Dealing with Imbalanced Classes in Machine Learning
Introduction
Most real-world classification problems display some level of class imbalance, which is when each class does not make up an equal portion of your data-set. It is important to properly adjust your metrics and methods to adjust for your goals. If this is not done, you may end up optimizing for a meaningless metric in the context of your use case.
For example, suppose you have two classes — A and B. Class A is 90% of your data-set and class B is the other 10%, but you are most interested in identifying instances of class B. You can reach an accuracy of 90% by simply predicting class A every time, but this provides a useless classifier for your intended use case. Instead, a properly calibrated method may achieve a lower accuracy, but would have a substantially higher true positive rate (or recall), which is really the metric you should have been optimizing for. These scenarios often occur in the context of detection, such as for abusive content online, or disease markers in medical data.
I will now discuss several techniques that can be used to mitigate class imbalance. Some techniques are applicable to most classification problems while others may be more suited to specific levels of imbalance. For this article, I will discuss these in terms of binary classification, but for the most part, the same will hold for multi-class classification. I will also assume the goal is to identify the minority class, as otherwise, these techniques are not really necessary.
Metrics
Generally, this problem deals with the trade-off between recall (percent of truly positive instances that were classified as such) and precision (percent of positive classifications that are truly positive). In situations where we want to detect instances of a minority class, we are usually concerned more so with recall than precision, as in the context of detection, it is usually more costly to miss a positive instance than to falsely label a negative instance. For example, if we are trying to detect abusive content, it is trivial to have a manual reviewer find that content is actually not abusive, but it is much harder to identify abusive content that was never even flagged as such. Thus, when comparing approaches to imbalanced classification problems, consider using metrics beyond accuracy such as recall, precision, and AUROC. It may be that switching the metric you optimize for during parameter selection or model selection is enough to provide desirable performance detecting the minority class.
Cost-sensitive Learning
In regular learning, we treat all misclassifications equally, which causes issues in imbalanced classification problems, as there is no extra reward for identifying the minority class over the majority class. Cost-sensitive learning changes this, and uses a function C(p, t) (usually represented as a matrix) that specifies the cost of misclassifying an instance of class t as class p. This allows us to penalize misclassifications of the minority class more heavily than we do with misclassifications of the majority class, in hopes that this increases the true positive rate. A common scheme for this is to have the cost equal to the inverse of the proportion of the data-set that the class makes up. This increases the penalization as the class size decreases.
Sampling
A simple way to fix imbalanced data-sets is simply to balance them, either by oversampling instances of the minority class or undersampling instances of the majority class. This simply allows us to create a balanced data-set that, in theory, should not lead to classifiers biased toward one class or the other. However, in practice, these simple sampling approaches have flaws. Oversampling the minority can lead to model overfitting, since it will introduce duplicate instances, drawing from a pool of instances that is already small. Similarly, undersampling the majority can end up leaving out important instances that provide important differences between the two classes.

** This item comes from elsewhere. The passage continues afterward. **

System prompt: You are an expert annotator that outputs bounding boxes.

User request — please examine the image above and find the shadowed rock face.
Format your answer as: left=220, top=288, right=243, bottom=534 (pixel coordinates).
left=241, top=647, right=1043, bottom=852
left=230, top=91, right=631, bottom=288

There also exist more powerful sampling methods that go beyond simple oversampling or undersampling. The most well known example of this is SMOTE, which actually creates new instances of the minority class by forming convex combinations of neighboring instances. As the graphic below shoes, it effectively draws lines between minority points in the feature space, and samples along these lines. This allows us to balance our data-set without as much overfitting, as we create new synthetic examples rather than using duplicates. This however does not prevent all overfitting, as these are still created from existing data points.
Anomaly Detection
In more extreme cases, it may be better to think of classification under the context of anomaly detection. In anomaly detection, we assume that there is a “normal” distribution(s) of data-points, and anything that sufficiently deviates from that distribution(s) is an anomaly. When we reframe our classification problem into an anomaly detection problem, we treat the majority class as the “normal” distribution of points, and the minority as anomalies. There are many algorithms for anomaly detection such as clustering methods, One-class SVMs, and Isolation Forests.
Conclusion
Hopefully some combination of these methods will allow you to create a better classifier. Like I said before, some of these techniques lend themselves better to different degrees of imbalance. For example, simple sampling techniques may allow you to overcome slight imbalance, whereas anomaly detection methods may be required for extreme imbalances. Ultimately, there is no one-size-fits-all method for this problem, and you just have to try out each method and see how they apply to your specific use case and metrics for success.